How does an album reach classic status?

How does something reach classic status?Recently I’ve been sorting through some of my possessions. I am, like many hip hop enthusiasts, a hoarder. I horde anything: Hats, trainers, comics, magazines, books, gig tickets. But one of my biggest collections has to be CDs (sorry, no vinyl) and sorting through some of them recently got me to thinking about the “classic” status.

What makes an album a “classic”?

Note: The word “classic” could be interpreted in a number of ways, for the sake of this article, I’m using the word to describe an album that will be regarded a classic in the eyes of general music listeners regardless of the genre they listen to or the culture they are involved in, think the kind of people who might read Rolling Stone, NME or Billboard, rather than avid readers of hip-hop blogs and publications (i.e. you). For example, no matter what you like, it would be hard to deny that Nirvana’s Nevermind is a classic body of work, whereas a lot of people might argue that Bleach (their debut) is better, it hasn’t had the same impact on pop culture. I will also use the term “underground classic” to refer to something that, although a brilliant record, hasn’t directly impacted a wider culture directly, for example El-P’s I’ll Sleep When You’re Dead. For those of you who despise labels, I apologize in advance, it’s just to help outline what I’m looking at within the article!

1. Quality

Obviously one of the factors is the quality of the LP; bad albums rarely receive “classic” status, unless they are somehow culturally significant, likely relating to nostalgia or context as opposed to the quality of the output. But, what interests me is the other elements that I think are involved in becoming “classic.”

2. Time

Another of the major factors in becoming a classic is time, even an instant classic can only be observed years after it’s release. Even the word itself suggests a period of time has past. I personally can’t think of anything that is undoubtedly a classic in the past ten years, the last classic that springs to mind for me is Jay-Z’s Blueprint, although there has of course been albums that I’d say are currently on the boundary of the “classic” status; Outkast’s Speakerboxx/The Love Below, Lil’ Wayne’s Tha Carter 3, 50 Cent’s Get Rich Or Die Tryin perhaps…

3. Success

Unfortunately commercial success is a huge factor in bagging the “classic” status outside of the hip-hop culture.

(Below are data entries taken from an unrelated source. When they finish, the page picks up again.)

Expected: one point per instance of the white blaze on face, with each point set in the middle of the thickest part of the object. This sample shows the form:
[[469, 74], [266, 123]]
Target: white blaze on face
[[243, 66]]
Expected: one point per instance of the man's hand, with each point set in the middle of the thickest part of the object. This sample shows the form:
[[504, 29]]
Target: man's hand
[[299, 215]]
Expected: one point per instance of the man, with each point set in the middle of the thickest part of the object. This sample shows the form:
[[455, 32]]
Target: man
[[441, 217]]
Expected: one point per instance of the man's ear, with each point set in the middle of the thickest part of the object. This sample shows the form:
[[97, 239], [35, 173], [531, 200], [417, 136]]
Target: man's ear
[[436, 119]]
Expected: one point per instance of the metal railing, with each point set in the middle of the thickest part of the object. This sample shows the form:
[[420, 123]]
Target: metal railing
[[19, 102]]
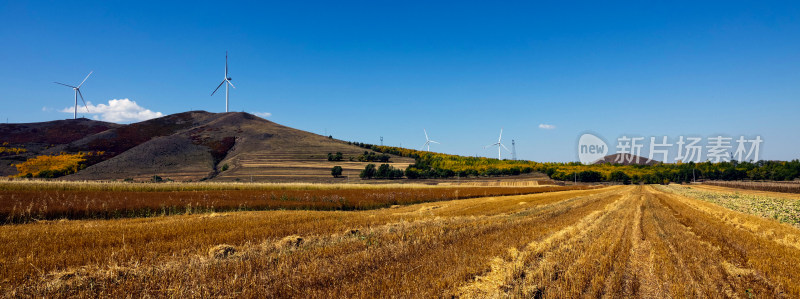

And, the three albums I just mentioned came to mind when considering which albums from the past ten years might be classics, are by no means the “best” albums necessarily, but their success have allowed them to alter the status quo of how people view hip-hop music and it’s boundaries in some way or other, even if simply because, like 50 Cent’s album, they sold so many copies that they introduced a whole new generation to the genre. Some of my favourite albums are way better than these (in my opinion, of course) but I don’t think, say, Atmosphere’s GodLovesUgly would necessarily be considered a “classic” (perhaps an “underground classic”, though) simply because it hasn’t reached enough ears to be able to gain such a status.

4. Originality

“Classic” albums also usually bring something new to the table, whether it be conceptually, stylistically or sonically, it is rare nowadays that a straight up “boom bap” record is really going to go down in history as a classic album, as people will generally resort to the pioneering LPs of the sound (i.e. Gang Starr, Nas’ Illmatic, etc). This is why I feel like there are a tonne of underground albums that are almost faultless, but won’t be remembered as classics in the future, due to the fact that they didn’t have that extra push.

Before I get an inbox full of messages disgusted at the fact that I cited Get Rich Or Die Tryin as a possible future classic over GodLovesUgly or in defence of your favourite artist’s LP, please consider that what I’m discussing here isn’t about which album is the best, but more so questioning what the “classic” status might mean, on a wider scale rather than just personal favourites and underground (or cult) classics. and of course, as usual these is all just my own thoughts and opinions.